Richard Hyatt: Muscogee County Superintendent David Lewis fulfills his promise

Educators should be happy now. Their leader has a Ph.D.

From the moment David Lewis was hired as superintendent of schools in Muscogee County, people in a profession that sometimes reveres the number of diplomas on a person's wall more than it does the knowledge in their head snickered that the new guy didn't have a terminal degree.

The day he was hired 17 months ago, Lewis said he was enrolled in a doctoral program at National Louis University in Florida, and since then he has made lonely weekend drives between Columbus and Tampa. This week was his final trip.

His thesis was completed and Thursday morning he faced a faculty panel that required him to defend his work. After lunch they congratulated Dr. Lewis.

You might want to pick up a copy. The title is "Applying Social Return on Investment Analysis in Polk County Public Schools" If the document lives up to its catchy title, it must be a good read.

In serious tones, this is a monument to his staying power as much as anything. He could have quit; when he moved, a 50-mile drive to class became a 400-mile journey down Interstate 75. More than anything, finishing that degree was the fulfillment of a promise he had made to his late parents.

It is the final hoop that Lewis has to jump through in a self-perpetuating world that insures the existence and prosperity of schools of education.

At his level, it does not mean a pay raise, but for lower-level educators, additional diplomas are gold. The more degrees an educator collects, the more money he or she gets on payday.

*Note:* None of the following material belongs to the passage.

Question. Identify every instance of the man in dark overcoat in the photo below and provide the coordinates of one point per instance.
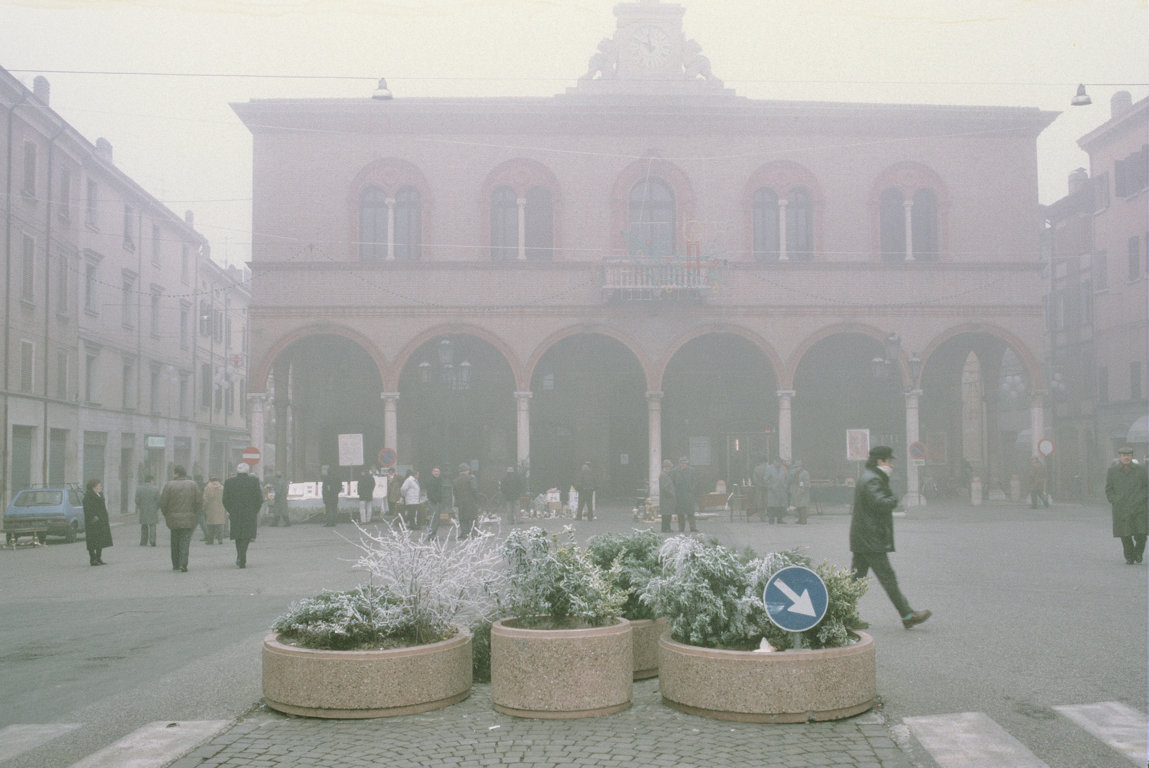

Lewis deserves applause for his persistence, but in reality his doctorate does not mean he will be a better school superintendent just as it does not guarantee that teachers or principals who earn such degrees are better performers in the schoolhouse.

But in this close-knit fraternity, it was awkward for the top administrator not to have an advanced degree when nine of his principals and a score of others in the chain of command have doctorates.

This tradition dates back as far as Dr. William Henry Shaw, who became superintendent in 1945. Since then, eight of the system's nine chief administrators have been doctors of education.

And once again, there is a doctor in the house.